Rep. Sue Errington (D-Muncie) fills out a sheet of paper after those at her table discussed what they want for the future of children at Muncie Community Schools at the "Dreams for Our Schools" event May 21, 2019, in Minnetrista. The notes taken at the event will then inform decisions being made for the academic innovation plan. Rohith Rao, DN
Ball State, MCS communities submit ideas for academic innovation plan
Editor's Note: This story is part of The Partnership Project, a series of content written in an effort by The Daily News to follow the formal collaboration of Ball State University and Muncie Community Schools. Read more in this series here.
Implementing mental health services; student-centered decision making that gives them an agency; eliminating standardized tests; more internship opportunities; getting the community to help aid holistic learning; more lunch options.
These were some ideas brainstormed by parents, teachers, legislators, administrators and community leaders from Ball State and the Muncie Community Schools (MCS) at the “Dreams for Our Schools” open forum Tuesday at Minnetrista.
Provost Susan Rivera-Mills said the timeline of the Academic Innovation Council is as follows:
Begin to imagine the innovation plan
Innovation Summit to integrate ideas from national and local best practices
Continue to share information with the community
Write and design the academic innovation plan
Final gathering to present the plan to the community and receive additional feedback
Present the plan to Indiana legislature
President Geoffrey Mearns in his opening speech said the purpose of the forum was “to talk about our future — the future of our community public schools.”
The ideas, discussed in small groups and presented at the forum, were to inform the Joint Academic Innovation Council (AIC) of Ball State and MCS, to develop a the “Academic Innovation and Financial Viability Plan” to be presented to the legislature June 2020.
Mearns said while recent years have been preoccupied with challenges facing MCS, the joint partnership of Ball State an MCS inherit a “positive legacy of innovation and success for our students,” adding that they sought “innovation” and “creativity” with these challenges.
For parents like Rheaunna Jones, a Ball State elementary education major whose daughter attends West View Elementary School, the biggest takeaway from the forum was “seeing the passion that everybody in the community has about … not only wanting children to succeed but teachers as well.”

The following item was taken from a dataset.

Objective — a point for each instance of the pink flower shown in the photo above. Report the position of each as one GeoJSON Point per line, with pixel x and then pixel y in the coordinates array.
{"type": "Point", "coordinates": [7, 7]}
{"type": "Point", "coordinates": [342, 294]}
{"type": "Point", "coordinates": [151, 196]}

“It gives everybody in the community a voice and also provides a better future academically for children and teachers,” Jones said.
Since Ball State’s partnership with MCS, she said she noticed more people who “are truly passionate” in the school system and want to give MCS students “a fair shot at quality education.”
Led by Carly Rospert, director strategic initiatives, and John Moorman, senior director organizational and community development, from Mayerson Academy, an education consulting firm, the attendees worked in groups to write their “dreams” for what the academic innovation plan should look like.
According to Susanna Rivera-Mills, Ball State provost and member of AIC’s executive leadership team, the ideas written in markers, pens and Post-It notes on large sheets of paper will be used to piece together AIC’s academic innovation plan in the summer.
There will also be future opportunities this summer with focus groups and online surveys to get more feedback from the community to continue building on and improving the plan, Rivera-Mills said.
She said she continues to be “incredibly impressed, inspired by the level of engagement of our community, the level of caring that we are showing by simply being her today and dreaming and imagining the future of our schools.”
Ashley Beasley, parent of a child at East Washington Academy whose spouse also works for MCS, said after the forum, the question is how what was talked about today was actually going to inform the decisions being made and the plan itself.
“If the ideas that we come up with will be used in the future, then I think that these kinds of things can be really valuable in making sure that we are being heard and our ideas being used,” Beasley said.
Since the Ball State and MCS partnership, Beasley said she has seen “a slight improvement” in the perception that people have of the school district and “a hopeful feeling” about the future of the schools.
“I don’t think I’ve seen a lot of concrete changes, which for me is OK at this point — for Ball State to come in and kind of observe, to gather information, to find out what is working, before they start making decisions about what needs to change,” she said. “I think if they had rushed to do a lot of changes right off the bat, that probably wouldn’t have sat very well with the staff and schools.”
Jones said she would love to see more events like this one being held in the future, her only suggestion being more input from parents of MCS students.
“I know like we got to talk at the end towards the end, but I would actually like to see more parent involvement — parents getting an opportunity to speak if they want to concerning what they’d like to see for their individual child,” she said.